These scores will be significantly lower, and we can expect a parade of confused parents, disappointed students and discouraged teachers. The results will be a painful accounting for the educational fraud that has been perpetrated on kids and families for years. And as we step on the scale and honestly see where we are, we should be disappointed. But it should be a call to action, and not a retreat into denial as we have seen in in other states, through attempts at legislative repeal or encouraging families to “opt out” of testing.
These tests are more challenging, not just in making student memorize more facts, but in really asking them to think through the questions, and reason their way to answers based on evidence. And they should be more challenging because we need to ask more of our students, and better prepare them if they are going to be successful and self-directed.
If you don’t believe me, look at the numbers of students who are required to take remedial classes after graduating high school and being admitted to the California State University system –68%, or those deemed college ready based on their SAT scores- a mere 41% of test takers. And as someone who works with schools it was a consistent shock to see how far behind many students are when they start 5th or 9th grade, and while I am not a huge fan of retaining kids in the same grade, you just did scratch your heads about how this kid, who struggles to read “Hop on Pop”, made it to the 5th grade.
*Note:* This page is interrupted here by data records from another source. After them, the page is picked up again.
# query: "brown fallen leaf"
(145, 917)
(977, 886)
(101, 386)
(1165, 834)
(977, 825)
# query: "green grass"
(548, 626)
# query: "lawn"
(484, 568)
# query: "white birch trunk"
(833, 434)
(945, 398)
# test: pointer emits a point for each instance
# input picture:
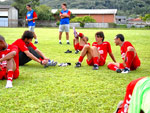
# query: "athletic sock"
(112, 67)
(80, 59)
(96, 60)
(10, 75)
(130, 57)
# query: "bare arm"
(8, 56)
(112, 57)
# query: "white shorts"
(31, 28)
(63, 28)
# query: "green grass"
(66, 89)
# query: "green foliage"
(83, 20)
(44, 12)
(21, 6)
(69, 89)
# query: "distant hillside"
(125, 7)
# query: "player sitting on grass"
(137, 97)
(83, 41)
(9, 62)
(97, 54)
(28, 51)
(130, 59)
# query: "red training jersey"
(9, 49)
(22, 46)
(103, 49)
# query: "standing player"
(78, 45)
(97, 54)
(64, 22)
(30, 18)
(9, 62)
(28, 52)
(130, 59)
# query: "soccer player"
(78, 45)
(28, 52)
(130, 58)
(30, 18)
(137, 97)
(64, 22)
(9, 62)
(97, 54)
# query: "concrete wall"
(13, 17)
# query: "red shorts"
(135, 64)
(3, 73)
(78, 47)
(101, 61)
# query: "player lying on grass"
(9, 62)
(137, 97)
(28, 52)
(97, 54)
(78, 45)
(130, 58)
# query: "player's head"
(28, 6)
(99, 36)
(87, 39)
(64, 6)
(27, 36)
(3, 44)
(119, 39)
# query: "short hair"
(87, 38)
(120, 36)
(2, 38)
(64, 4)
(28, 5)
(100, 34)
(27, 34)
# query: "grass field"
(66, 89)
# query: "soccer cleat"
(77, 51)
(95, 67)
(36, 42)
(51, 63)
(118, 70)
(125, 70)
(68, 43)
(9, 84)
(78, 64)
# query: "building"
(8, 16)
(100, 15)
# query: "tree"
(44, 12)
(21, 6)
(83, 20)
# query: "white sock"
(36, 40)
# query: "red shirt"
(22, 46)
(103, 48)
(9, 49)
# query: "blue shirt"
(64, 20)
(30, 15)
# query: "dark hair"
(28, 5)
(64, 4)
(120, 36)
(27, 34)
(2, 38)
(87, 38)
(100, 34)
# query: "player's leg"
(86, 50)
(130, 55)
(11, 67)
(67, 33)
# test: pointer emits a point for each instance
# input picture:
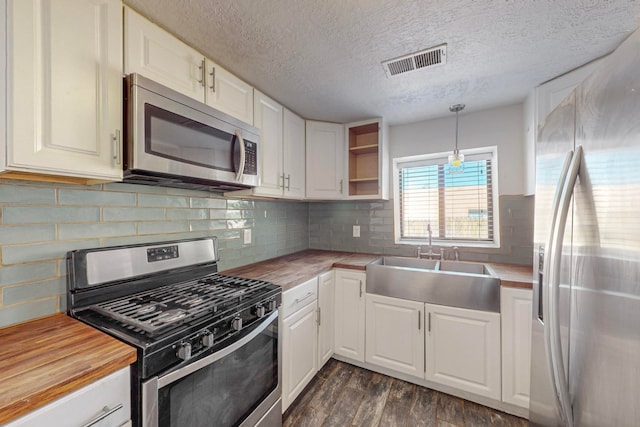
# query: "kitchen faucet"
(430, 254)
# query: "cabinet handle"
(299, 300)
(104, 414)
(116, 148)
(213, 79)
(202, 74)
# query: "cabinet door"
(350, 314)
(299, 352)
(294, 155)
(65, 87)
(463, 349)
(395, 334)
(268, 118)
(326, 314)
(151, 51)
(85, 406)
(325, 160)
(516, 309)
(228, 93)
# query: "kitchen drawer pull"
(105, 413)
(203, 72)
(213, 79)
(299, 300)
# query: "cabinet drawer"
(86, 406)
(296, 298)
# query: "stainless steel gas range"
(208, 347)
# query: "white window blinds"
(458, 206)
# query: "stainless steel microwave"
(175, 141)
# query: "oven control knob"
(184, 351)
(236, 323)
(207, 340)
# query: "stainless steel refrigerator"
(585, 364)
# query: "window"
(460, 207)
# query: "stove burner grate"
(159, 309)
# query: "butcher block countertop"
(291, 270)
(47, 358)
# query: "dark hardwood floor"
(345, 395)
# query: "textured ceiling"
(322, 58)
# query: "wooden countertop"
(291, 270)
(47, 358)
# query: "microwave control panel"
(251, 158)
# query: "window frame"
(495, 194)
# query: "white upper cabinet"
(368, 160)
(268, 116)
(463, 349)
(293, 152)
(325, 160)
(228, 93)
(156, 54)
(151, 51)
(64, 88)
(542, 101)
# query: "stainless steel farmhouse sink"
(454, 283)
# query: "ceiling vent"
(416, 61)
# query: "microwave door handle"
(240, 170)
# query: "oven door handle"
(199, 364)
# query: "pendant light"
(456, 160)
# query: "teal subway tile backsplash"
(40, 222)
(162, 200)
(50, 214)
(13, 274)
(27, 233)
(92, 197)
(16, 194)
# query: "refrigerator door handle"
(554, 348)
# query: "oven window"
(175, 137)
(227, 391)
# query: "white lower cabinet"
(516, 309)
(299, 352)
(463, 349)
(350, 314)
(326, 313)
(395, 334)
(104, 403)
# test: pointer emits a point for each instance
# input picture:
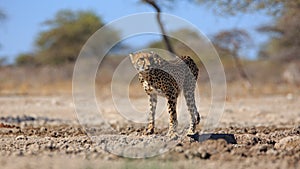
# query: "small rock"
(288, 143)
(21, 137)
(179, 149)
(43, 129)
(203, 154)
(289, 96)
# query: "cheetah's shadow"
(229, 138)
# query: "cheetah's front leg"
(173, 118)
(151, 115)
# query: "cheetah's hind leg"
(151, 115)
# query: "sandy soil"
(43, 132)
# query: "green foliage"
(66, 35)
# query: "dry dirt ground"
(43, 132)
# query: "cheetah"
(167, 78)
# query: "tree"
(67, 33)
(161, 26)
(233, 41)
(285, 43)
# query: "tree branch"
(162, 29)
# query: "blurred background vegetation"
(48, 68)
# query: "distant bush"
(26, 60)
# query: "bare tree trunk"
(240, 69)
(161, 26)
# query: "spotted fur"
(167, 79)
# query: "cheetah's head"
(143, 61)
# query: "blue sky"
(25, 18)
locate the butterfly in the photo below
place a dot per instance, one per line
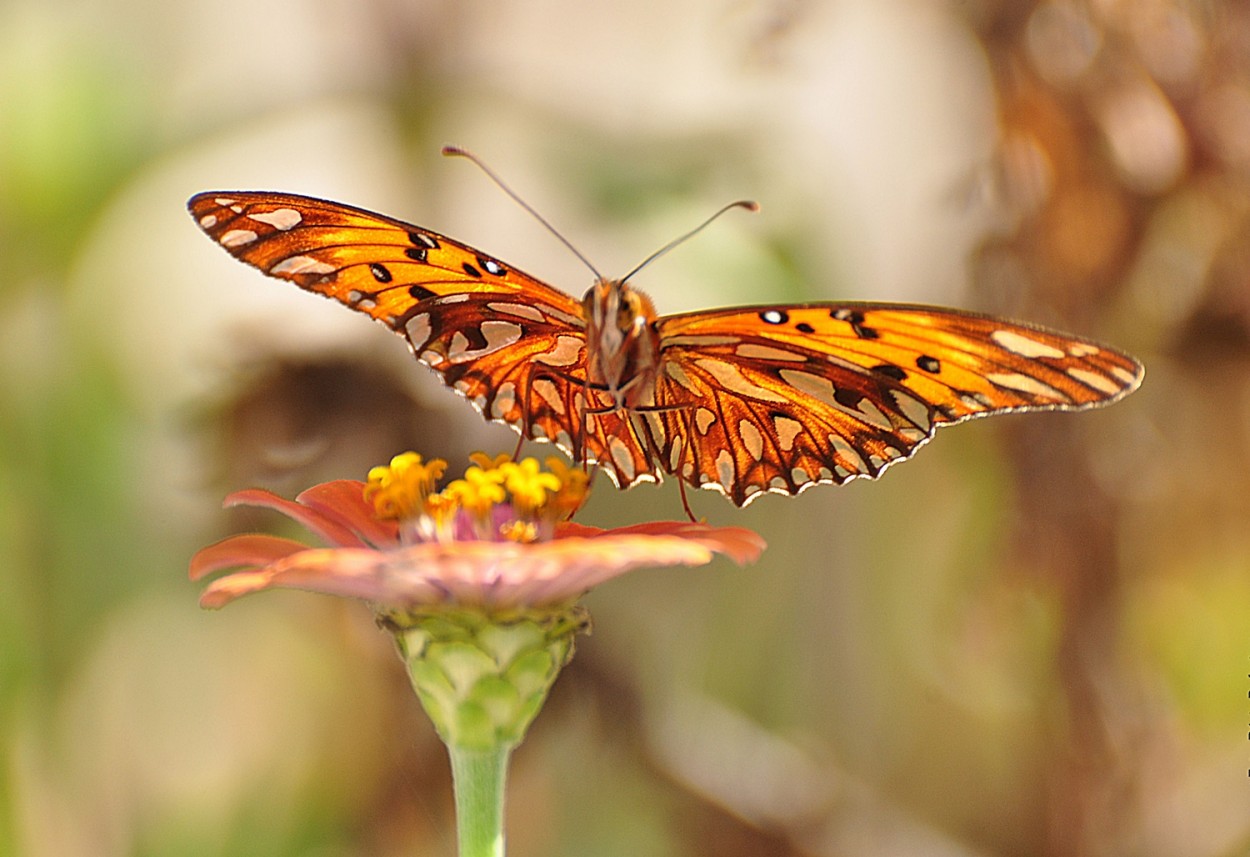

So if high school graduation is the measure of college readiness, we have failed so far, and the results of the latest tests will be cold water on the faces of kids who (wrongly) were told that they were on track, and their families. We can really react to this through two paths—we can run from the truth—opting out kids, or lowering standards. Or confront our failures as adults to provide the supports and quality schools that all children deserve.
We have been in denial for too long about the quality of education that students (and particularly, disadvantaged students) are receiving. And I hope we can cope with this bitter pill, without spitting it out and subjecting another generation of students to a condescending game where we tell them everything is all right for 12 years of schooling, only for them to graduate burdened by our inaction, struggling to catch, up and left holding the bag for our cowardice.